Giovanni Volpi founded a racing team, Scuderia Serenissima, in 1961 and quickly became one of Ferrari's best customers. In 1962, Scuderia Serenissima commissioned to Piero Drogo and Giotto Bizzarrini the design of the Ferrari 250 GT Drogo, also known as Ferrari Breadvan. At the end of the year, when a group of senior figures, including Bizzarrini and Carlo Chiti, left Ferrari to join Volpi and founded ATS, Volpi's relationship with Enzo Ferrari cooled. Ferrari consequently refused to sell Volpi two 250 GTOs he requested for his GT team.

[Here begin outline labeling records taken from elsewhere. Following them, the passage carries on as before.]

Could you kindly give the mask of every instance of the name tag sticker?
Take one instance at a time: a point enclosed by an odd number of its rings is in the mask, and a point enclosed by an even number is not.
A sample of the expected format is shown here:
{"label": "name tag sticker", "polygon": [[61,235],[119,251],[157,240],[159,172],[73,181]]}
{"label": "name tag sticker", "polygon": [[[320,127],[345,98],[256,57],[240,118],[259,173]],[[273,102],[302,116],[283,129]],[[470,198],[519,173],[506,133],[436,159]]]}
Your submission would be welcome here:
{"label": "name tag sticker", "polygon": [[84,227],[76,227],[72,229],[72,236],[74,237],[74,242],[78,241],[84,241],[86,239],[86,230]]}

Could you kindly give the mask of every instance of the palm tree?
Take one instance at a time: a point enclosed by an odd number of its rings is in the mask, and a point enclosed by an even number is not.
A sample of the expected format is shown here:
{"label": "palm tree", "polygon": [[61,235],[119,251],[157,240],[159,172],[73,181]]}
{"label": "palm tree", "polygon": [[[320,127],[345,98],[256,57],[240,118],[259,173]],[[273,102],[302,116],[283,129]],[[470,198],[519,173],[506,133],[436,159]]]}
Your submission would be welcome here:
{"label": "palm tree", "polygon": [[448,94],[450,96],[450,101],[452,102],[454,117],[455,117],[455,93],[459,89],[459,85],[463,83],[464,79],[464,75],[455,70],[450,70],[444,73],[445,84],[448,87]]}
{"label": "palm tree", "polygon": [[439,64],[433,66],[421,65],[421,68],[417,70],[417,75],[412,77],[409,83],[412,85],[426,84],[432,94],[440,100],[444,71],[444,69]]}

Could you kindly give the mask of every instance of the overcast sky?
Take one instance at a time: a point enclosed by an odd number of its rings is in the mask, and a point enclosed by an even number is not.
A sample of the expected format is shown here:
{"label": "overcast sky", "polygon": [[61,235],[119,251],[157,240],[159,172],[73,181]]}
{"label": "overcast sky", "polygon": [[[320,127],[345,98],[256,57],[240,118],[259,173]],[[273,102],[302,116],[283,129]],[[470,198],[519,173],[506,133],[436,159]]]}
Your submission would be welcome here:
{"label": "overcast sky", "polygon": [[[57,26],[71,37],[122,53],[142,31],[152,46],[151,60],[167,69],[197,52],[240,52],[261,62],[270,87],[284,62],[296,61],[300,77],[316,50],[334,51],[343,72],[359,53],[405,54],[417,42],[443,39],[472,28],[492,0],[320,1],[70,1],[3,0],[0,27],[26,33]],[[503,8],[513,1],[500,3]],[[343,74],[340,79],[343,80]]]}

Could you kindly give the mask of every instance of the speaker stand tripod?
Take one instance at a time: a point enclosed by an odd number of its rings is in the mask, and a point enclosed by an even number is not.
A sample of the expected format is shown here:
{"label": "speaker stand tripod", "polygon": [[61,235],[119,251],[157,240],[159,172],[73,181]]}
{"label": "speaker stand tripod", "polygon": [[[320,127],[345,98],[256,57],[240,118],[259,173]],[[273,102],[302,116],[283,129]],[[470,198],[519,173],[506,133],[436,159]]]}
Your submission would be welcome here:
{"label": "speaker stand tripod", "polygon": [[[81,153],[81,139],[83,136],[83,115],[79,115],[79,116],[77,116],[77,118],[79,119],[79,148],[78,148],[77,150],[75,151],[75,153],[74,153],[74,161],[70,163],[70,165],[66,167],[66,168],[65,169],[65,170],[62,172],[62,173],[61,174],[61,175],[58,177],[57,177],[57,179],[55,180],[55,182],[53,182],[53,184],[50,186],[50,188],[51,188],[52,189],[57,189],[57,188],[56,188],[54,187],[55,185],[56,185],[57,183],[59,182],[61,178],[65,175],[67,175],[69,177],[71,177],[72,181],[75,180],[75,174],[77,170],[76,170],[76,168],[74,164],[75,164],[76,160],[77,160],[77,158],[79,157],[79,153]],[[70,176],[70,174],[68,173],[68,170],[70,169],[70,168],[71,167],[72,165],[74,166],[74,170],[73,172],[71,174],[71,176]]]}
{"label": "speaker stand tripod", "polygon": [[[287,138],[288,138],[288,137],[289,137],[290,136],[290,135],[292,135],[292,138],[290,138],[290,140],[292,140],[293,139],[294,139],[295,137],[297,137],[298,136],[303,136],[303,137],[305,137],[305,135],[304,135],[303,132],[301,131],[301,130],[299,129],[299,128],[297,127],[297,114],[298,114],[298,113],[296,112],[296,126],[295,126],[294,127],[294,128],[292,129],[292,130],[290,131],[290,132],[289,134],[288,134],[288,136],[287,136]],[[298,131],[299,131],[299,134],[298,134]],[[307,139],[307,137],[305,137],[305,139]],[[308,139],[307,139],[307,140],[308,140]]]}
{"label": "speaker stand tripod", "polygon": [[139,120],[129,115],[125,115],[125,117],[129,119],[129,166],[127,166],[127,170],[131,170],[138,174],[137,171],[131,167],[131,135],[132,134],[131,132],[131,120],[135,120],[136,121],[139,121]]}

Following a disastrous 1963 Formula One campaign, where drivers Phil Hill and Giancarlo Baghetti both failed to score championship points, ATS closed. Volpi subsequently continued with the Serenissima marque. Bruce McLaren used a Serenissima engine for a few Grands Prix in 1966.

Volpi is married to Dominique Rizzo and lives in Geneva.